These principles have a long history, but they were crystallised in 1963 by two ecologists, Robert MacArthur and E. O. Wilson. They have been incredibly influential in how we care for the wildlife of islands, and not just pieces of water-ringed land, but also national parks or nature reserves.

Still, the theory has been hard to test. Wilson and his student Daniel Simberloff did it by fumigating some small mangrove islands in the Florida Keys and watching their wildlife recover. But these land masses were tiny—no bigger than most studio flats. To really check the tenets of island biogeography, including the rise of new species and the effects of long distances, you need big experiments that run over long time-scales. And those aren’t feasible. As Helmus puts it: “You can’t really manipulate Cuba or Trinidad.”

Except, you can. We’ve been doing exactly that for decades by inadvertently shipping animals like anoles to new islands and allowing them to run free.

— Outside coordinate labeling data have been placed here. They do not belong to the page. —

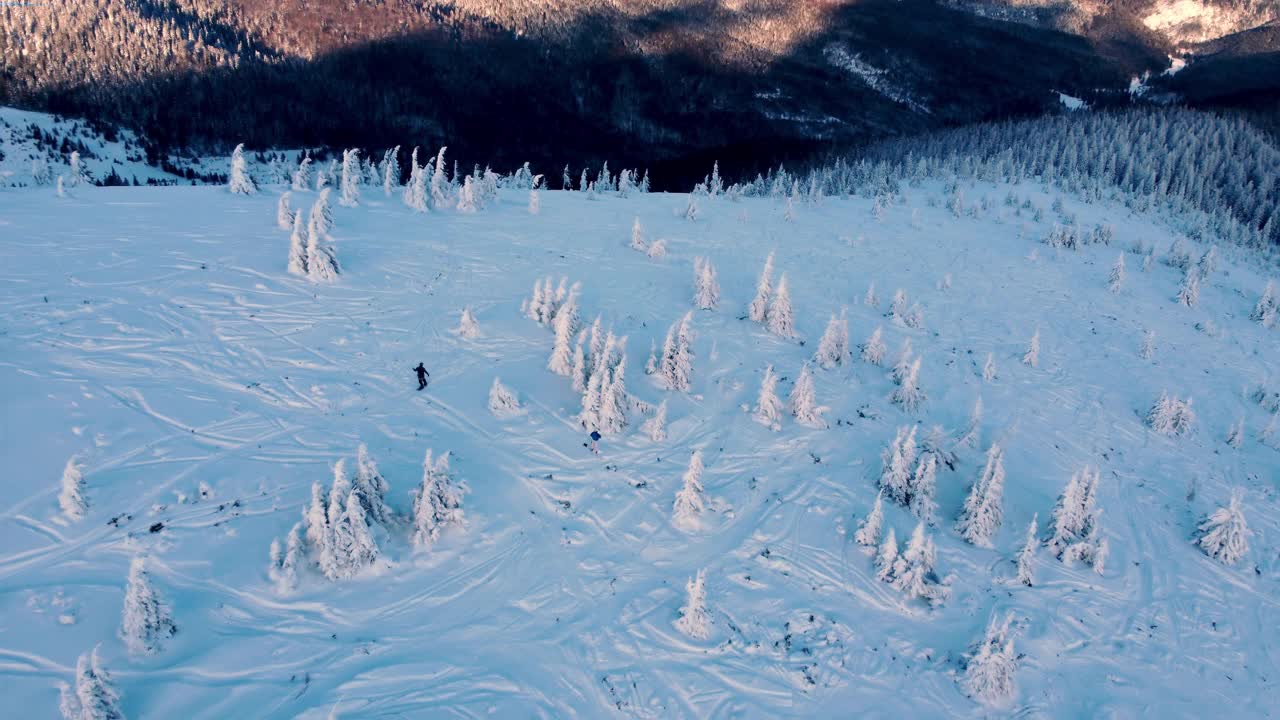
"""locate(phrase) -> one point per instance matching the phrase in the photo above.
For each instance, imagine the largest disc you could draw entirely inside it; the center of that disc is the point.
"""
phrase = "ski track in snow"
(155, 333)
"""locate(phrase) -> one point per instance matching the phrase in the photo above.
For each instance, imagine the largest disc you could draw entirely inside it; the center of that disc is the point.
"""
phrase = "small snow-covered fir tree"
(1224, 536)
(1188, 294)
(988, 677)
(92, 697)
(238, 181)
(983, 509)
(768, 408)
(705, 285)
(1032, 355)
(781, 319)
(145, 625)
(694, 619)
(833, 346)
(868, 531)
(1115, 281)
(350, 183)
(71, 497)
(437, 502)
(656, 428)
(759, 308)
(804, 401)
(909, 395)
(467, 326)
(691, 499)
(676, 367)
(873, 350)
(1027, 555)
(502, 400)
(283, 213)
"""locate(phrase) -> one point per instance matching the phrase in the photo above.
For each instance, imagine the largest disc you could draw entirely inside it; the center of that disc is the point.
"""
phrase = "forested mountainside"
(668, 85)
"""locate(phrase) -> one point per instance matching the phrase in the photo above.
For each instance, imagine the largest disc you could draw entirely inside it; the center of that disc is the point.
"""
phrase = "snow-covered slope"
(155, 335)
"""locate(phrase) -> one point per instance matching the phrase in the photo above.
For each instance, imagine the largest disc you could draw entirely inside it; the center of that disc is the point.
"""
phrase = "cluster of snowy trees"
(341, 529)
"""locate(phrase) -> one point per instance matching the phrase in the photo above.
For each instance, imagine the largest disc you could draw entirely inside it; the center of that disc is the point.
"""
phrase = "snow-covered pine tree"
(283, 213)
(350, 183)
(781, 319)
(1188, 294)
(691, 499)
(694, 619)
(868, 531)
(502, 400)
(886, 557)
(1032, 355)
(913, 570)
(676, 367)
(1224, 536)
(371, 488)
(705, 285)
(759, 308)
(391, 171)
(909, 393)
(656, 428)
(238, 182)
(94, 697)
(873, 350)
(437, 502)
(804, 401)
(1027, 555)
(768, 408)
(988, 675)
(833, 346)
(899, 458)
(145, 624)
(467, 326)
(71, 496)
(983, 509)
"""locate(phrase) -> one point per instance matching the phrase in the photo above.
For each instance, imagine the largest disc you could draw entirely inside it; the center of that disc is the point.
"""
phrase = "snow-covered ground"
(155, 333)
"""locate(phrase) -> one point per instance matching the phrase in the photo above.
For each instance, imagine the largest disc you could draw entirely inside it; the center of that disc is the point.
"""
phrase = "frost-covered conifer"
(705, 286)
(690, 500)
(804, 401)
(502, 400)
(1027, 555)
(768, 408)
(437, 502)
(694, 619)
(467, 327)
(781, 318)
(145, 624)
(656, 428)
(873, 350)
(92, 697)
(868, 531)
(899, 459)
(983, 509)
(833, 346)
(1115, 281)
(283, 213)
(350, 183)
(1224, 536)
(71, 497)
(238, 182)
(759, 308)
(909, 395)
(1188, 294)
(1032, 355)
(988, 675)
(676, 367)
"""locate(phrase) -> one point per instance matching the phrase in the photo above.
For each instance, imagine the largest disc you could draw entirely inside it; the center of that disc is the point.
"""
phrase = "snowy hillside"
(155, 337)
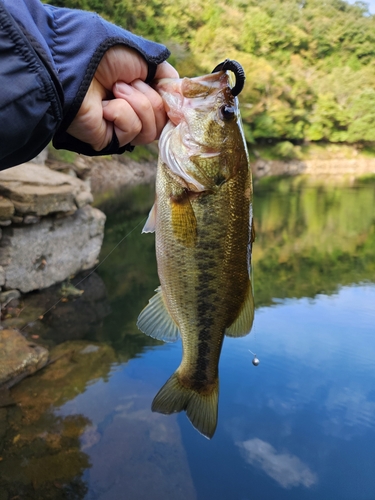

We’ve already done the “natural experiment”. Helmus just needed to collect the results.

With help from Luke Mahler and Jonathan Losos, he catalogued the spread of anoles throughout the Caribbean, including 34 species that hav arrived on islands far from their usual homes. He found that human activity has changed the spread of anoles in the Caribbean, but in ways that MacArthur and Wilson’s principles predicted.

For example, foreign anoles have mostly colonised islands that had disproportionately few native species for their size. These unsaturated islands had the potential to support many more species that they actually did, and were prone to incursions. So, humans have greatly strengthened the link between island area and species richness, by transporting anoles around the Caribbean and filling even isolated islands with as many species as they can handle. We have pushed the roll calls to their limits.

By contrast, our boats and ships have weakened the opposing relationship between isolation and diversity. Oceans are no impediment to us, so they are no longer an impediment to anoles. Thanks to our vessels, geographic isolation doesn’t really exist in the Caribbean.

But economic isolation is still a reality. Different islands vary in how frequently they trade with each other, and with other nations. Puerto Rico and Trinidad are awash in the currents of commerce; Cuba stagnates in financial seclusion. And this, it turns out, affects the islands’ anoles.

Helmus used data on global maritime shipping traffic to measure the economic isolation of each Caribbean island, and found that this factor predicts the diversity of the resident anoles. Simply put: more trade, more lizards. The flow of human commerce is now the most important barrier between different islands, more important even than the water between them. Physical distance has been surpassed by a different kind of distance.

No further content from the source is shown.